Imagem retirada daqui
Para dizer a verdade, não foi uma leitura fácil, antes pelo contrário. Terminei esta obra com muito esforço.
A premissa do livro é muito interessante. Por um estranho fenómeno que ninguém consegue explicar, abre-se uma fenda nos Pirenéus, a Península Ibérica separa-se do resto da Europa e começa uma viagem à deriva. Nesses dias há 5 pessoas, e 1 cão, às quais sucedem alguns acontecimentos que parecem ter relação, de alguma forma, com aquilo que se passa nos Pirinéus. Esses personagens vão encontrar-se e o leitor acompanha as relações que se estabelecem entre eles bem como a viagem que empreendem pela Península Ibérica enquanto esta continua à deriva.
Este livro foi publicado em 1986 e parece ser uma "resposta" de José Saramago à adesão, no ano anterior, de Portugal e Espanha à União Europeia, na época designada por Comunidade Económica Europeia, CEE. Presumo que o livro tenha começado a ser escrito antes da assinatura do Tratado de Adesão e, conhecendo o posicionamento político de José Saramago, imagino que o autor não fosse, de modo nenhum, favorável a esta adesão. Terá sido por isso que imaginou esta "fuga" da Península Ibérica?!
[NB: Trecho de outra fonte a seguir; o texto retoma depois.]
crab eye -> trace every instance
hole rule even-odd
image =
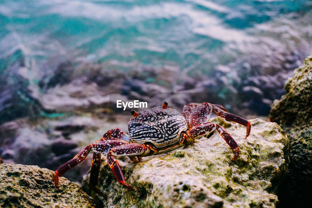
[[[138,112],[133,109],[131,110],[131,114],[132,114],[132,116],[133,116],[133,117],[135,118],[139,116],[139,114],[138,113]]]

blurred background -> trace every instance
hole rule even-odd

Em todos os livros de Saramago que tenho lido se nota alguma mensagem política mas senti que "A Jangada de Pedra" tem bastantes partes puramente políticas e penso que terá sido isso que tornou a leitura mais difícil do que é habitual. No entanto, sobressai, mais uma vez, o génio literário de Saramago uma vez que, tudo o que acontece às personagens (incluindo a Península Ibérica que também se torna personagem) durante o relato é extremamente imaginativo e tão bem argumentado que nos leva a acreditar que seria possível que Portugal e Espanha se transformassem numa gigantesca jangada de pedra navegando pelo Oceano Atlântico.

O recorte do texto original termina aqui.